TUNIS – UNIVERSNEWS (Urbanisme) – Nabeul, ville antique n’arrive pas à décoller. On a l’impression que la cité des Potiers s’est transformée petit à petit en une espèce de ville conçue pour abriter l’ennui. Nabeul est triste. On a beau essayer de repeindre les murs de la ville, d’égayer ses façades, la ville reste sombre, malgré sa sublime lumière. A-t-elle perdu le sens de la fête ? Même la mer, on ne la voit pas. On ne la voit plus. Est-ce que les gens qui se sont détournés d’elle ou est-ce elle qui s’est détournée de nous ? Nabeul est devenue un désert sans sable traversé par des ombres pressées. Un de mes voisins m’a parlé du mauvais état des routes, des embouteillages, de l’absence d’une propreté digne d’une ville de cette importance.
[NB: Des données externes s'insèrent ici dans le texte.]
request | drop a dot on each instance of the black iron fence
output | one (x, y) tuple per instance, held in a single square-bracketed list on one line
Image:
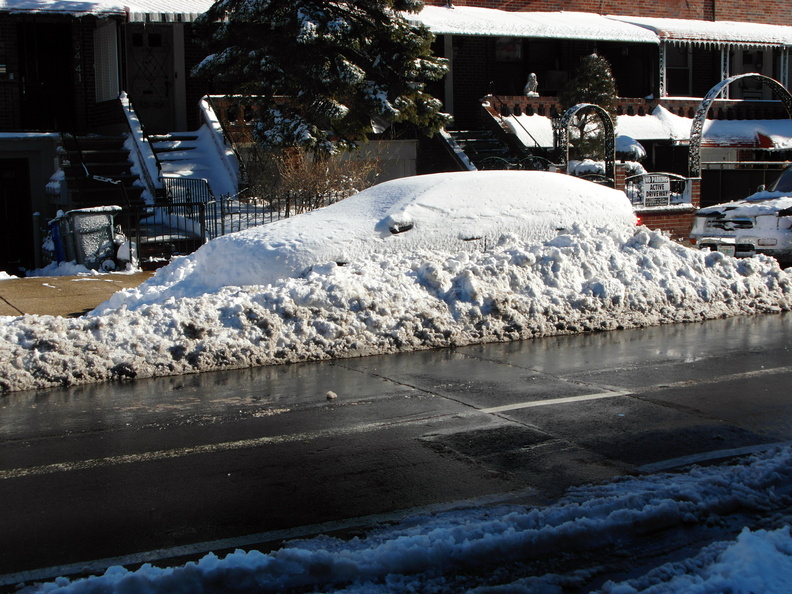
[(189, 215)]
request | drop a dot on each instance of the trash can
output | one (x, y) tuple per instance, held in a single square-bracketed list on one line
[(85, 236)]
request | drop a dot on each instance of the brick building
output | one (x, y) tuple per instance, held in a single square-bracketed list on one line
[(62, 66), (662, 54)]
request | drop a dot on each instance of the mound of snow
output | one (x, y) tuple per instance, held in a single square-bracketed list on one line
[(580, 281), (465, 211)]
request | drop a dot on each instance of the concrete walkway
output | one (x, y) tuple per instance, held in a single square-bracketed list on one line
[(67, 296)]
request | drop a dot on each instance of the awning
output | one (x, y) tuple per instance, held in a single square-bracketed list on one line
[(663, 125), (466, 20), (713, 32), (169, 11)]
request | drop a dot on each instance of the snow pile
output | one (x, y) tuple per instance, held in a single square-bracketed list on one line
[(579, 281), (425, 262), (447, 211), (483, 548)]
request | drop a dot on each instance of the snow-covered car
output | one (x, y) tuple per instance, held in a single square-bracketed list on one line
[(758, 224), (442, 211)]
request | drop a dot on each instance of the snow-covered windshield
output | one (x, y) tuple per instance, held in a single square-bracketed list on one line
[(784, 182)]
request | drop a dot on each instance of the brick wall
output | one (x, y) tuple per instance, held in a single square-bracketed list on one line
[(750, 11), (676, 224)]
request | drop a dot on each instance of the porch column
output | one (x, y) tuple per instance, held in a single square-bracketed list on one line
[(179, 78), (448, 52), (725, 68)]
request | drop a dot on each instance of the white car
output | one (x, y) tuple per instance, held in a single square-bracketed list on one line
[(759, 224)]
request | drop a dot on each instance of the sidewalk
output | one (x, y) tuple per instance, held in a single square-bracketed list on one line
[(67, 296)]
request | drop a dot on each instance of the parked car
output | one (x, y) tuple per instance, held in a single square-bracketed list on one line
[(758, 224), (460, 211)]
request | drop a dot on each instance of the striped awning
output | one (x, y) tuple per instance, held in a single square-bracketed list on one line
[(713, 33), (465, 20)]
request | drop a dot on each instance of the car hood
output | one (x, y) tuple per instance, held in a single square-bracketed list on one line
[(444, 211), (761, 203)]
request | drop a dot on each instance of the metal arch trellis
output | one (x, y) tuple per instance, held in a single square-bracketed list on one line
[(562, 134), (694, 151)]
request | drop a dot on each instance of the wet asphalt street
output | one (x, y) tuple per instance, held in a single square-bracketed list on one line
[(178, 466)]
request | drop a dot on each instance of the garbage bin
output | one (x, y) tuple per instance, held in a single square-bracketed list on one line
[(85, 236)]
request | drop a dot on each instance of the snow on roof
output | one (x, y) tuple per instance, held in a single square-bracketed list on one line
[(467, 20), (713, 32), (138, 11), (661, 124)]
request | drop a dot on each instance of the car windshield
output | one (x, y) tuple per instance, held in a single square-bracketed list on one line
[(783, 183)]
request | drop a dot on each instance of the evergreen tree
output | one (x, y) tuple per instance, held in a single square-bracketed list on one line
[(592, 82), (323, 70)]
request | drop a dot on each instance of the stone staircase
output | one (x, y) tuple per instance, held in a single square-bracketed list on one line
[(98, 172)]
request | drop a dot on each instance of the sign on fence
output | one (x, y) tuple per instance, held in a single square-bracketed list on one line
[(656, 190)]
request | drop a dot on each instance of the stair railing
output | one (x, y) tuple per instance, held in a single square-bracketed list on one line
[(456, 152), (502, 107), (144, 155), (222, 140)]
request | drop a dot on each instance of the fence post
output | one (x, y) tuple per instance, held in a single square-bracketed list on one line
[(202, 220)]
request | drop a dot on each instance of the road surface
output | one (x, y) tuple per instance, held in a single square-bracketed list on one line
[(155, 469)]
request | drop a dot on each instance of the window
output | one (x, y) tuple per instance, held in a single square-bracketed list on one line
[(106, 61), (678, 70)]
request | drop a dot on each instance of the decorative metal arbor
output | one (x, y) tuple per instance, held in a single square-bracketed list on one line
[(561, 129), (694, 152)]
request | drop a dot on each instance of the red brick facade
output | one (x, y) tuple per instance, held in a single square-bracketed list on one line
[(749, 11)]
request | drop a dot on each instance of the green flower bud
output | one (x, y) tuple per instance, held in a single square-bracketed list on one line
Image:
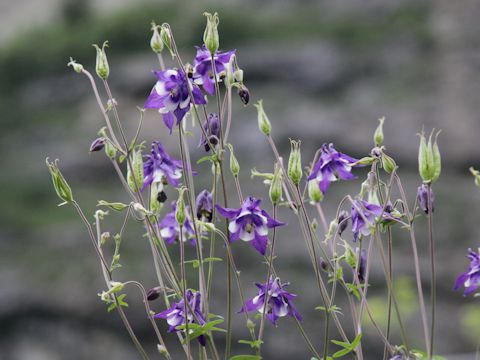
[(295, 172), (234, 166), (61, 186), (275, 191), (263, 122), (378, 135), (388, 163), (180, 212), (101, 67), (76, 66), (210, 36), (156, 42), (429, 160)]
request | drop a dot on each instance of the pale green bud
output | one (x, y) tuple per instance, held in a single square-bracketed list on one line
[(61, 186), (156, 42), (234, 166), (378, 135), (180, 212), (210, 36), (275, 191), (263, 122), (295, 172), (314, 192), (101, 67)]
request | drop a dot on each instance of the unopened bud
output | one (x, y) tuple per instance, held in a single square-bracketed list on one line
[(295, 172), (263, 122), (101, 67), (210, 36)]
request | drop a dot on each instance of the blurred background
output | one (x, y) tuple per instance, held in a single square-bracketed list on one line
[(327, 70)]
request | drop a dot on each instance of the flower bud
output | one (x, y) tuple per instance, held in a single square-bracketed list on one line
[(234, 166), (378, 135), (275, 191), (180, 212), (156, 42), (388, 163), (263, 122), (244, 95), (314, 192), (101, 67), (210, 36), (61, 186), (76, 66), (98, 144), (295, 172), (429, 161)]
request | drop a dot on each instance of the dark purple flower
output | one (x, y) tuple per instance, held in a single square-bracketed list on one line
[(204, 205), (249, 223), (279, 303), (332, 166), (202, 67), (171, 97), (212, 129), (160, 168), (175, 316), (422, 197), (170, 229), (471, 278)]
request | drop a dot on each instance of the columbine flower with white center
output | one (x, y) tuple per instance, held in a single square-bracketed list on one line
[(171, 96), (279, 302), (175, 315), (202, 67), (249, 223), (160, 168), (170, 229), (471, 278), (332, 166)]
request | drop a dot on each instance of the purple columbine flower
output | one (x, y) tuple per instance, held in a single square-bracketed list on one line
[(249, 223), (171, 97), (202, 67), (279, 303), (175, 316), (331, 166), (212, 129), (170, 229), (204, 205), (422, 197), (471, 278), (159, 167)]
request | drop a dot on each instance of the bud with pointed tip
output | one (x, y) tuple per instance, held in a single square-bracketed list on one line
[(295, 172), (101, 67), (378, 135), (210, 36), (263, 122)]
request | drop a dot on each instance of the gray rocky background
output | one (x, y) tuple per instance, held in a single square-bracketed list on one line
[(326, 71)]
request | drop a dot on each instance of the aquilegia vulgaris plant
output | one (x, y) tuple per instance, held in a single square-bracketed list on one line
[(340, 251)]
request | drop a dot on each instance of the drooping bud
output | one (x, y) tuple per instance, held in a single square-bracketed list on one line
[(275, 191), (180, 212), (101, 67), (263, 122), (210, 36), (378, 135), (314, 193), (423, 193), (61, 186), (76, 66), (295, 172), (98, 144), (234, 166), (429, 160), (156, 42)]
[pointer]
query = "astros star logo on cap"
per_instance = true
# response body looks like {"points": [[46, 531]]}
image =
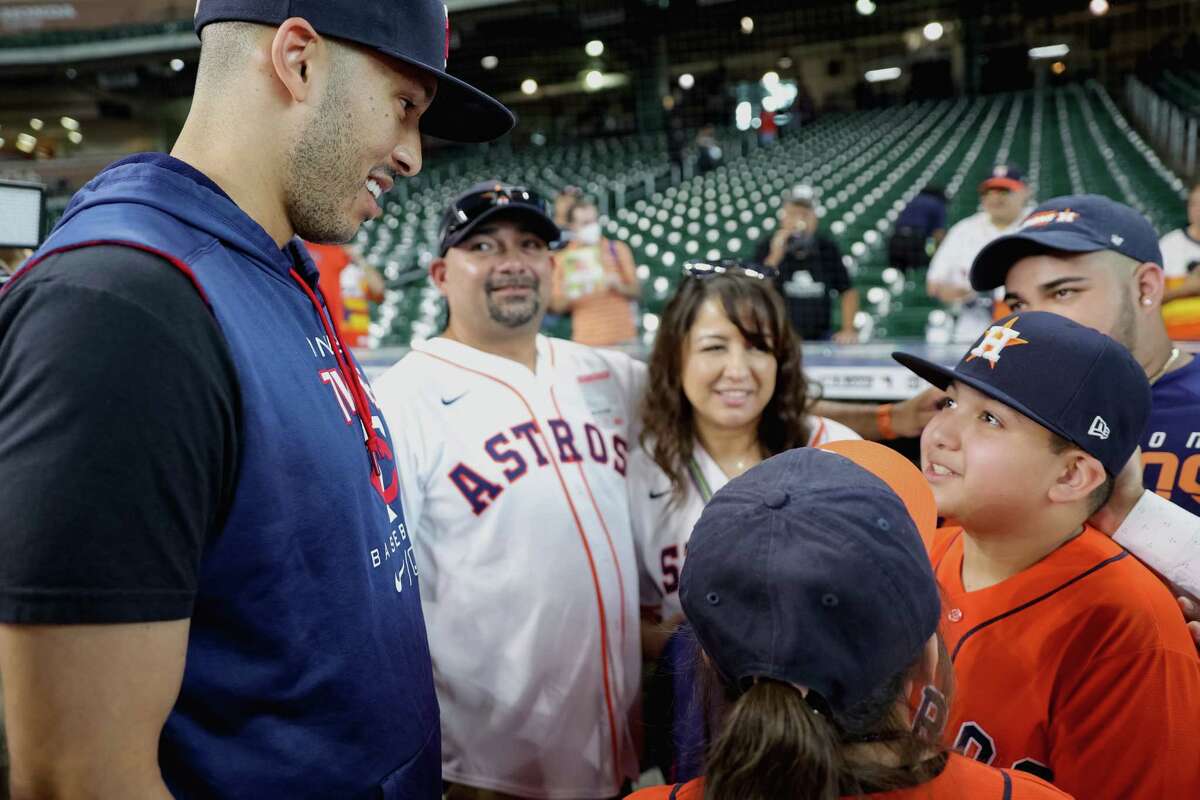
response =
{"points": [[995, 341]]}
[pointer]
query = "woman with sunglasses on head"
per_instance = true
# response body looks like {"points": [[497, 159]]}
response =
{"points": [[725, 391], [816, 611]]}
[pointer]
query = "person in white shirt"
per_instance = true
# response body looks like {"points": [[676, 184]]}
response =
{"points": [[725, 391], [513, 452], [1005, 200], [1181, 266]]}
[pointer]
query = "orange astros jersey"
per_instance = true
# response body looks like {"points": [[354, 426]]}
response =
{"points": [[1079, 669], [961, 780]]}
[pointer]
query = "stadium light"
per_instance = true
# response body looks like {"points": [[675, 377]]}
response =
{"points": [[880, 76], [1049, 52]]}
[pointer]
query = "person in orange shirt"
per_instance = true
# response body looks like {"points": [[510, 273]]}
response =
{"points": [[1073, 661], [811, 595], [595, 281]]}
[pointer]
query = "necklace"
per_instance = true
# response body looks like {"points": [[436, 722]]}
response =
{"points": [[1175, 354]]}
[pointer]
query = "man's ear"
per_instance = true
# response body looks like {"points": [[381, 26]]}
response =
{"points": [[438, 274], [1081, 475], [1150, 282], [295, 49]]}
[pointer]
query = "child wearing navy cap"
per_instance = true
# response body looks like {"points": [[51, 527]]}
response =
{"points": [[813, 599], [1073, 661]]}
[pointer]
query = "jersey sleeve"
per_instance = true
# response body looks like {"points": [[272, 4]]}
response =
{"points": [[119, 439], [412, 434], [1126, 727]]}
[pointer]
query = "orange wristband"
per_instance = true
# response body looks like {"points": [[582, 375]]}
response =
{"points": [[883, 421]]}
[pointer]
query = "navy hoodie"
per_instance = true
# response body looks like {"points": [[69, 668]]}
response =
{"points": [[307, 669]]}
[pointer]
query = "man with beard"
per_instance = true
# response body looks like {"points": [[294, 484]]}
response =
{"points": [[207, 585], [1098, 263], [513, 450]]}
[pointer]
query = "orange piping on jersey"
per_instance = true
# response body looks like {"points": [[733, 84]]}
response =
{"points": [[604, 525], [1035, 601], [587, 549], [815, 439]]}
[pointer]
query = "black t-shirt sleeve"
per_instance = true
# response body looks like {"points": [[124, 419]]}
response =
{"points": [[119, 439]]}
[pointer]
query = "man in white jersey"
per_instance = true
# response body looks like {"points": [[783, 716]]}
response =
{"points": [[513, 452]]}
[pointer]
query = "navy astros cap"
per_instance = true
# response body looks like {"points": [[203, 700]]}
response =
{"points": [[1077, 223], [414, 31], [1067, 378], [775, 582], [487, 199], [1006, 176]]}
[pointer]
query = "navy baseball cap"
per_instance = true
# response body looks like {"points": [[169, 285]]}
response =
{"points": [[1077, 223], [487, 199], [413, 31], [1006, 176], [774, 584], [1069, 379]]}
Mais pourquoi la ville a du mal à décoller ? Selon le directeur du Centre des Jeunes Dirigeants d’entreprise de la région, Haïthem Gouddi « Nabeul est confrontée à un phénomène de déclin économique. Les chiffres mettent en évidence une ville vidée de ses forces productives comme en témoigne le nombre des agriculteurs qui est passé de 1370 dans les années 70 à 400 actuellement, la réduction de 50% du nombre des établissements industriels, la fermeture de plusieurs unités hôtelières et l’augmentation du taux de chômage (16%)»
Et si on réinvente Nabeul !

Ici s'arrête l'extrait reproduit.